On Fri, Mar 19, 2010 at 08:27:34AM -0700, Hering Cheng wrote:
Thank you, Stefan. This is extremely helpful. In fact, this is the best description on how MonetDB uses memory that I have run across.
During a previous test with the same data, I did lift the virtual memory restriction on mserver5 and it did succeed in loading the data. However, the downside is that it seemed to end up consuming all of the physical memory on the server (a Solaris SPARC with 16 CPUs, 64 GB of RAM and 100 GB
Well, yes. For large/huge databases, we (MonetDB) assume a dedicated database server, and hence feel free to indeed use the available memory to acheive best performance ;-)
of swap). So I needed a way to ensure other applications still have memory. I had previously asked a question on how to limit the amount of memory used by MonetDB in Sourceforge Tracker (probably the wrong forum) without getting any response. Thus my use of ulimit. Another way may be to use Solaris zone or a virtual machine to contain MonetDB.

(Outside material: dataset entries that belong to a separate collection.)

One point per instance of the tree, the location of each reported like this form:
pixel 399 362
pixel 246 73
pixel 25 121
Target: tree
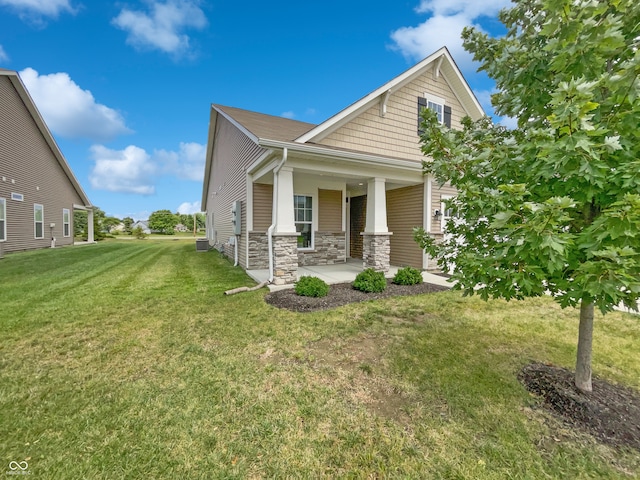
pixel 163 221
pixel 551 207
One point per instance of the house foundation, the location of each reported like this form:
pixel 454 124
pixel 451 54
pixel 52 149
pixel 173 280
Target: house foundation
pixel 376 250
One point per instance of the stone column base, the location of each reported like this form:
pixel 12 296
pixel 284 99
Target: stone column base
pixel 285 259
pixel 376 250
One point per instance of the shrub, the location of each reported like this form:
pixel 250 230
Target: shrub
pixel 408 276
pixel 311 287
pixel 370 281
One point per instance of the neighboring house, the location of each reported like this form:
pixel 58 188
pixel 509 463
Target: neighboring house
pixel 143 225
pixel 38 190
pixel 279 193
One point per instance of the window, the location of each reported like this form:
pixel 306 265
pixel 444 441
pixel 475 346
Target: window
pixel 38 219
pixel 447 212
pixel 66 222
pixel 443 112
pixel 3 219
pixel 303 211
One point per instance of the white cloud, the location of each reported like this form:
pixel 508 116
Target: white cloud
pixel 70 111
pixel 128 171
pixel 470 8
pixel 133 170
pixel 443 28
pixel 39 8
pixel 161 28
pixel 187 163
pixel 187 208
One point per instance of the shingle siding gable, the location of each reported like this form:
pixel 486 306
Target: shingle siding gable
pixel 29 167
pixel 396 134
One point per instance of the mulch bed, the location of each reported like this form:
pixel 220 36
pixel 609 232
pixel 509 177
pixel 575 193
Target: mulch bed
pixel 343 294
pixel 611 413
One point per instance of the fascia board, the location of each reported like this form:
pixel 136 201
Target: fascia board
pixel 353 157
pixel 45 132
pixel 213 119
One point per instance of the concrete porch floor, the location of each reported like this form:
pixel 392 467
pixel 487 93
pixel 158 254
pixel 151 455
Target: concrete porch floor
pixel 339 273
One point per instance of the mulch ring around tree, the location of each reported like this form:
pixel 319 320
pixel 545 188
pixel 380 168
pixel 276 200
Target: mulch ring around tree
pixel 343 294
pixel 611 413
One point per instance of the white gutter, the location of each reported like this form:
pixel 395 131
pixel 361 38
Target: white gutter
pixel 274 213
pixel 355 157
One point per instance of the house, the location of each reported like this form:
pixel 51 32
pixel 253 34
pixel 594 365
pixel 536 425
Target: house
pixel 38 190
pixel 279 193
pixel 143 224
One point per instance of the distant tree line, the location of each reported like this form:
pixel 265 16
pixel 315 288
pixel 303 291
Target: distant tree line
pixel 161 221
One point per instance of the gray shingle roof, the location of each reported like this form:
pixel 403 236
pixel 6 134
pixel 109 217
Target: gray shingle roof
pixel 267 126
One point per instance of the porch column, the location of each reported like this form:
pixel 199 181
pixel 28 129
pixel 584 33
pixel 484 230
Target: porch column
pixel 90 236
pixel 376 245
pixel 285 236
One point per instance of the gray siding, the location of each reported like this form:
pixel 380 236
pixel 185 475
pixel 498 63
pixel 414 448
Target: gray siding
pixel 29 167
pixel 232 153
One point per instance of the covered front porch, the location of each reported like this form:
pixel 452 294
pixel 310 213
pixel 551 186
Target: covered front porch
pixel 339 273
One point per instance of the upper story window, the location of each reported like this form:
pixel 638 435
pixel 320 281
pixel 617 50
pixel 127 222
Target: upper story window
pixel 303 212
pixel 437 104
pixel 38 220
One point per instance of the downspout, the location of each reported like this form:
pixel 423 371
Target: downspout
pixel 274 214
pixel 235 256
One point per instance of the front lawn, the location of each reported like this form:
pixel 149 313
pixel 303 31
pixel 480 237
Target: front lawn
pixel 125 360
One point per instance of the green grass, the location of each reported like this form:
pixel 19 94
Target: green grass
pixel 125 360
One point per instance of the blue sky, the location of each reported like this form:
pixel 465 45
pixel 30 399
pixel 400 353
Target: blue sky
pixel 126 87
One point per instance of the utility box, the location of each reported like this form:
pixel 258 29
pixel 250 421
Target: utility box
pixel 236 217
pixel 202 245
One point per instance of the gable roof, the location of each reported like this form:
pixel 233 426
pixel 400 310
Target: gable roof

In that case, you might want to limit the process' memory resident data segment, only, not it's total virtual memory footprint (incl. memory mapped files), i.e., use `ulimit -d` instead of `ulimit -v`: $ ulimit -a core file size (blocks, -c) 0 data seg size (kbytes, -d) unlimited ^^^^^^^^^^^^^ ^^^^^^^^^ [...] $ mserver5 --version MonetDB server v5.18.2 (64-bit), based on kernel v1.36.2 (64-bit oids) Copyright (c) 1993-July 2008 CWI Copyright (c) August 2008-2010 MonetDB B.V., all rights reserved Visit http://monetdb.cwi.nl/ for further information Found 7.8GiB available memory, 4 available cpu cores ^^^^^^ [...] $ ulimit -d $[1024*1024] $ ulimit -a core file size (blocks, -c) 0 data seg size (kbytes, -d) 1048576 ^^^^^^^^^^^^^ ^^^^^^^ [...] $ mserver5 --version MonetDB server v5.18.2 (64-bit), based on kernel v1.36.2 (64-bit oids) Copyright (c) 1993-July 2008 CWI Copyright (c) August 2008-2010 MonetDB B.V., all rights reserved Visit http://monetdb.cwi.nl/ for further information Found 1.0GiB available memory, 4 available cpu cores ^^^^^^
From what I understand from your description, in theory I can run MonetDB on a 64-bit server with combined RAM and swap space of a few *gigabytes*, and still succeed at loading *terabytes* of data *and* performing *arbitrarily* complex queries subsequently. The only cost would be in performance. I'd be willing to pay for that performance cost if that is indeed the case.
In theory, yes ... (In both theory and practice, you'll need a disk systems that has sufficient capacity for your "terabytes".) Note though, that the performance penalty for columns that exceeding physical memory depends (also) on the performance of your I/O system and the efficiency of your OS's mmap implementation.
I like what I have seen in MonetDB and would love to use it if (a) my understanding expressed in the previous paragraph is correct, and (b) I can find out how to limit the amount of RAM and swap that mserver5 uses without limiting its virtual address space.
See above. We (MonetDB) try to avoid using swap as much as possible by allocating all chucks larger than 128 MB from memory mapped files. In case MonetDB still uses "too much" swap in your case, please report the detail and we might find a way to tune the swap usage of MonetDB. Stefan
Thanks again.
On Fri, Mar 19, 2010 at 7:59 AM, Stefan Manegold
wrote: Hering,
MonetDB requires all data that needs to be active at any given point in time to fit into the address space --- and of course to fit on the storage device, i.e., your disk system). On 32-bit systems, the address space is at most 32-bit, i.e., at most 4 GB; in practice, it is actually limited to 3 GB or even 2 GB on most systems. On 64-bit systems, the address space can theoritcally be 64-bit, but in pactice is often "limited" to 48-bit or so --- not that that makes any difference ...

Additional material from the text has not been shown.